The cblC, cblF and cblJ defects affect both the homocysteine-methionine and the methylmalonic acid (MMA) cycle. Thus, in such cases also the elimination of MMA from the body cells is compromised , potentially causing further complex health problems.
CblC type methylmalonic acidemia with homocystinuria (hereinafter simply cblC) is the most common inborn cobalamin metabolism error due to the inability to convert cobalamin into active forms (adenosylcobalamin and methylcobalamin), cofactors of enzymes that counteract the accumulation of methylmalonic acid and homocysteine in the blood and urine.
The age of onset and clinical manifestations are heterogeneous. Early onset with acute metabolic decompensation is more frequent and can arise as multi-systemic disease with myocardiopathy, acidosis, hypotonia, failure to thrive, acute neurological deterioration, intellectual deficit, lethargy, seizures, microcephaly, retinopathy, signs of megaloblastic anemia (pallor, fatigue, anorexia), hypercholesterolemia and haemolytic-uremic syndrome.

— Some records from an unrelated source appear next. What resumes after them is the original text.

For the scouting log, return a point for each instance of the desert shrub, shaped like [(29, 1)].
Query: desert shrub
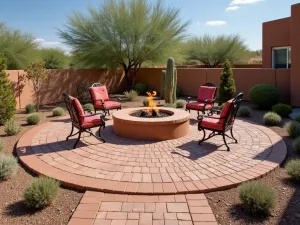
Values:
[(7, 95), (88, 107), (33, 119), (296, 145), (8, 167), (264, 95), (293, 129), (30, 108), (244, 111), (293, 169), (297, 118), (282, 110), (11, 127), (256, 197), (180, 103), (58, 111), (272, 119), (141, 88), (146, 102), (1, 144), (41, 192), (169, 105), (131, 95)]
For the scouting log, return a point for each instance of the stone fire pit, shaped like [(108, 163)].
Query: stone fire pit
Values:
[(154, 129)]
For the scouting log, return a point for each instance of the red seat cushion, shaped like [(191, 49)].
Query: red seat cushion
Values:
[(217, 124), (226, 110), (78, 106), (206, 93), (197, 106), (99, 93), (91, 121), (108, 105), (211, 124)]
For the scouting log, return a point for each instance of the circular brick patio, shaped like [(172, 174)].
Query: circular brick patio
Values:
[(147, 167)]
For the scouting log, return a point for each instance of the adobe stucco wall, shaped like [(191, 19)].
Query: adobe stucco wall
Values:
[(60, 81), (295, 49), (276, 33), (189, 80), (280, 33)]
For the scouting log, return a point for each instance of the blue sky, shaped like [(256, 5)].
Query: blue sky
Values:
[(244, 17)]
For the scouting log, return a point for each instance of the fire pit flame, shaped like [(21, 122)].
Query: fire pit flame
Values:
[(152, 109)]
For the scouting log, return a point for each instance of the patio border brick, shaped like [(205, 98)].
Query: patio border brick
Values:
[(30, 160)]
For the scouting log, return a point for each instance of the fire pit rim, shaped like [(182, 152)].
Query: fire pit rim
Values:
[(177, 117)]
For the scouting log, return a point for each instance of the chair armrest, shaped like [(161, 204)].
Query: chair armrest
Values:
[(188, 99), (209, 99), (201, 117), (214, 111), (94, 114)]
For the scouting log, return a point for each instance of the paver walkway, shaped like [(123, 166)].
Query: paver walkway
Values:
[(144, 167), (151, 183), (113, 209)]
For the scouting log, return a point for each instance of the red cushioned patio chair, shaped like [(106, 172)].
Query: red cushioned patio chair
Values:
[(205, 99), (83, 122), (219, 122), (101, 99)]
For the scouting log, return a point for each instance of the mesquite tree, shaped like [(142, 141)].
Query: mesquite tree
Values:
[(227, 85), (169, 81), (124, 33), (37, 74), (214, 51), (18, 48)]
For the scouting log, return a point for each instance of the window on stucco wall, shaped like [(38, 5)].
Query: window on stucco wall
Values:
[(281, 58)]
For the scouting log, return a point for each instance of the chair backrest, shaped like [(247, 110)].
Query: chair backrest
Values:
[(207, 91), (97, 84), (99, 93), (230, 110), (75, 109)]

Late onset, during childhood or adolescence, may be acute-intermittent or chronic-progressive with psychiatric symptoms (dementia and psychosis) or with ataxia and subacute marrow degeneration.
CblC is one of about 600 Inherited Metabolic Diseases and is transmitted in an autosomal recessive manner: when both parents are carriers of a mutation in one of the involved genes, they have a 1 in 4 (25%) chance in each pregnancy that the child will have the disease. There is also a 1 in 2 (50%) chance that the baby is a carrier, like the parents, and a 1 in 4 (25%) chance for the baby to have inherited two normal genes.

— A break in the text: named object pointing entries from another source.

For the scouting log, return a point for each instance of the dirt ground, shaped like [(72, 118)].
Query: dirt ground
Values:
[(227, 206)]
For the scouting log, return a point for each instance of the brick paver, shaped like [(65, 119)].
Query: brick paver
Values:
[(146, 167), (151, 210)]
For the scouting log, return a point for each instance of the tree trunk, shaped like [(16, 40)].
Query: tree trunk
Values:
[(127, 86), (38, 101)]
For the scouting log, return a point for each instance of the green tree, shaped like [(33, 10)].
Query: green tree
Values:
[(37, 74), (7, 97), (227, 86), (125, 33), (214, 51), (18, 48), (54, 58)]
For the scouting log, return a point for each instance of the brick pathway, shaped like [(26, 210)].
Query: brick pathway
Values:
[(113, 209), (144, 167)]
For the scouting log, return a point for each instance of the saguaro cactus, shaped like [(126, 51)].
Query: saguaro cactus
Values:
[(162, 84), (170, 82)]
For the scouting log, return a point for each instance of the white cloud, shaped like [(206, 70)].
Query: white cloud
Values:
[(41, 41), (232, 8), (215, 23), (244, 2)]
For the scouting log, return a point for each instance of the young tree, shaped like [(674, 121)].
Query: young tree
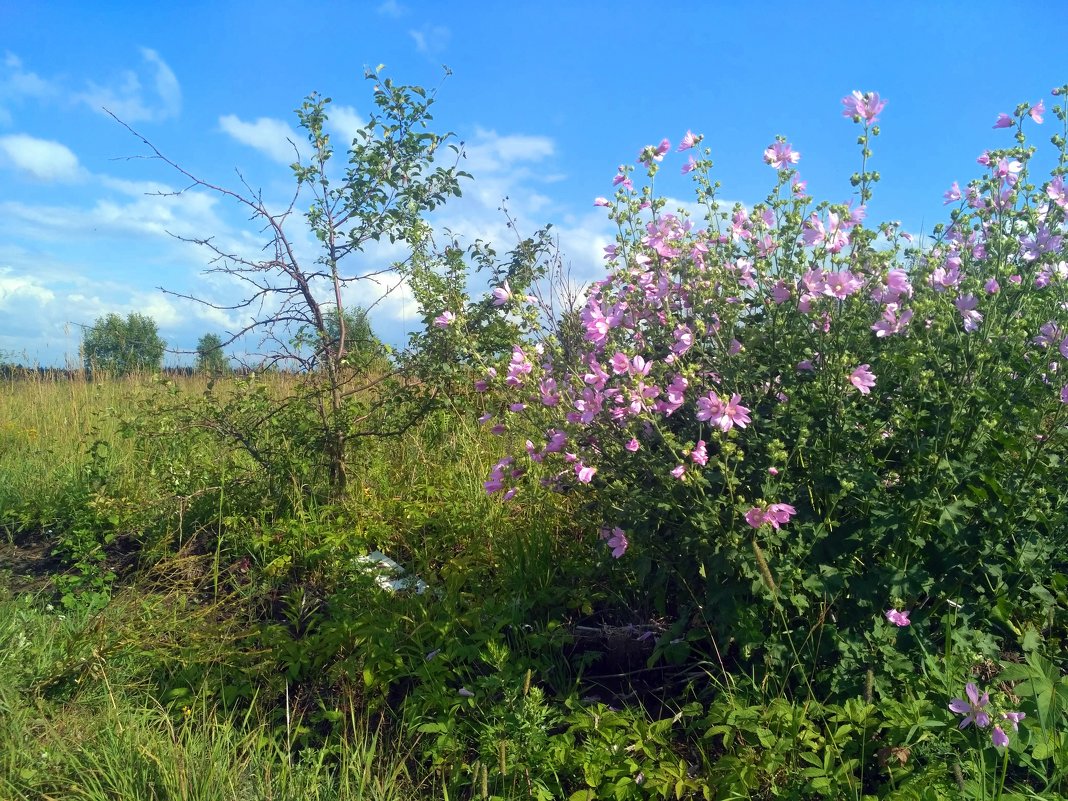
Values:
[(396, 172), (209, 356), (123, 346)]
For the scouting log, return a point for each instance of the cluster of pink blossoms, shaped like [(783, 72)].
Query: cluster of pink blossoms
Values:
[(641, 323), (975, 711)]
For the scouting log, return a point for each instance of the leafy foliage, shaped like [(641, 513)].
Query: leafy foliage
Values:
[(120, 347)]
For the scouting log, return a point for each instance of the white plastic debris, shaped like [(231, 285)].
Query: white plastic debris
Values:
[(389, 575)]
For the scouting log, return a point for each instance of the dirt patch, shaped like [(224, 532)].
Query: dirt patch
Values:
[(27, 565)]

Molecular analysis of the gene MMACHC (recently identified and responsible of cblC) is crucial for identifying the carrier status in families at risk and to provide adequate genetic counseling for prenatal diagnosis and shorter times of response than classical biochemical-enzymatic investigations based on blood and urine laboratory tests.
Prenatal diagnosis is possible and early diagnosis is possible thanks to neonatal metabolic screening.